Capítulo 19

AL día siguiente, persistía una gran tensión en Donoughmore. Por primera vez desde que Caitlyn lo conoció, Connor se quedó en la cama hasta cerca del mediodía. No había regresado a la casa hasta la madrugada —Caitlyn lo sabía porque no pudo dormir hasta que llegó—, por lo tanto no era extraño. Pero cuando se levantó, estaba de muy mal humor. Hasta las disculpas de Cormac fueron recibidas con un simple gruñido, si bien Connor parecía no albergar resentimientos contra su hermano. Su ira parecía concentrarse por completo en Caitlyn.
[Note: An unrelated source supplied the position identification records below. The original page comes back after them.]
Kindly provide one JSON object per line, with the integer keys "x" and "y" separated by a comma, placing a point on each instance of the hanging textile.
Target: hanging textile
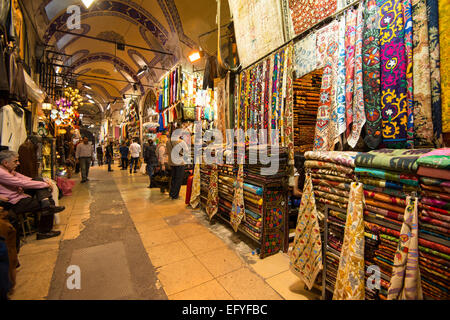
{"x": 213, "y": 195}
{"x": 306, "y": 254}
{"x": 371, "y": 75}
{"x": 423, "y": 120}
{"x": 238, "y": 210}
{"x": 305, "y": 55}
{"x": 405, "y": 282}
{"x": 350, "y": 42}
{"x": 444, "y": 43}
{"x": 195, "y": 195}
{"x": 340, "y": 83}
{"x": 327, "y": 41}
{"x": 433, "y": 40}
{"x": 393, "y": 74}
{"x": 350, "y": 280}
{"x": 359, "y": 116}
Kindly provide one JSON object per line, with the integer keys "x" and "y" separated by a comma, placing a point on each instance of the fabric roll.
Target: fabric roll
{"x": 306, "y": 255}
{"x": 350, "y": 282}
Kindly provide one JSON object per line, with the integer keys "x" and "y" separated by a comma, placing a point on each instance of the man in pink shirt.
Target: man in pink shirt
{"x": 26, "y": 195}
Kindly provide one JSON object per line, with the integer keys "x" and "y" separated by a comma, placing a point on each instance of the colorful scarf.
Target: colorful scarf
{"x": 371, "y": 72}
{"x": 433, "y": 40}
{"x": 213, "y": 194}
{"x": 306, "y": 254}
{"x": 350, "y": 280}
{"x": 405, "y": 281}
{"x": 444, "y": 42}
{"x": 359, "y": 116}
{"x": 393, "y": 73}
{"x": 423, "y": 120}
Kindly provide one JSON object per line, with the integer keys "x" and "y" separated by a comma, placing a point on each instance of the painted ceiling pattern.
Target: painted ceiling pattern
{"x": 172, "y": 26}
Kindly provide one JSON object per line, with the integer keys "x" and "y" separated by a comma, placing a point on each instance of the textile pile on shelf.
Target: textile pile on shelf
{"x": 434, "y": 223}
{"x": 306, "y": 103}
{"x": 388, "y": 176}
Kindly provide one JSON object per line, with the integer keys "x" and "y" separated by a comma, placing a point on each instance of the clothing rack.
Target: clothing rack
{"x": 305, "y": 33}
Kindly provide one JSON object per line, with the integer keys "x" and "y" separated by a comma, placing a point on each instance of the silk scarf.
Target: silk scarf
{"x": 371, "y": 75}
{"x": 359, "y": 116}
{"x": 350, "y": 280}
{"x": 423, "y": 119}
{"x": 444, "y": 43}
{"x": 306, "y": 254}
{"x": 393, "y": 73}
{"x": 405, "y": 282}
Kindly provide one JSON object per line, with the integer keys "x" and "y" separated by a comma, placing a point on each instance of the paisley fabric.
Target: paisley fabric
{"x": 371, "y": 75}
{"x": 350, "y": 42}
{"x": 305, "y": 56}
{"x": 393, "y": 73}
{"x": 350, "y": 280}
{"x": 423, "y": 119}
{"x": 444, "y": 43}
{"x": 213, "y": 194}
{"x": 359, "y": 116}
{"x": 306, "y": 254}
{"x": 238, "y": 210}
{"x": 340, "y": 121}
{"x": 433, "y": 41}
{"x": 327, "y": 41}
{"x": 405, "y": 283}
{"x": 195, "y": 196}
{"x": 408, "y": 31}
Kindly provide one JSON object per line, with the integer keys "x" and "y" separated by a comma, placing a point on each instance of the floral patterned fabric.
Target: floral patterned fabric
{"x": 306, "y": 255}
{"x": 423, "y": 119}
{"x": 371, "y": 75}
{"x": 405, "y": 282}
{"x": 350, "y": 280}
{"x": 393, "y": 73}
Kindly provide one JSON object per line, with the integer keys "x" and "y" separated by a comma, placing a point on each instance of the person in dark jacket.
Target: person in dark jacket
{"x": 150, "y": 159}
{"x": 124, "y": 150}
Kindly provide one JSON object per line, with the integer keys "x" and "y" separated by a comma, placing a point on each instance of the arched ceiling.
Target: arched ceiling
{"x": 172, "y": 26}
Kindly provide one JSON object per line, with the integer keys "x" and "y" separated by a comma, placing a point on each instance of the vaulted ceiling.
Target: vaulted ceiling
{"x": 171, "y": 26}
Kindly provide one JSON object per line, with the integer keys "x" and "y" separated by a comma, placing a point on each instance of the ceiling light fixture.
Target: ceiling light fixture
{"x": 87, "y": 3}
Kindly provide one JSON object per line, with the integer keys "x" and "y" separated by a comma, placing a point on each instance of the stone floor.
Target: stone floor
{"x": 131, "y": 242}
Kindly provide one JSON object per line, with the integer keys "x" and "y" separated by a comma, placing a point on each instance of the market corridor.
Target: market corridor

No le dirigió la palabra en todo el día. Y ella tampoco. Si había que disculparse por algo, le dijo a Rory cuando este la instó a hacerlo, le correspondía a Connor, no a ella.

El mal carácter de Connor afectaba a todo el mundo. Desde la señora McFee en la casa, hasta Mickeen en el establo o los campesinos en el campo, o los hermanos. Todos caminaban con cuidado en medio de la oscura nube de malestar del conde. Mickeen insistía en considerar todo el asunto culpa de Caitlyn. Murmuraba comentarios reprobatorios sobre su carácter, sus antecedentes y su sexo.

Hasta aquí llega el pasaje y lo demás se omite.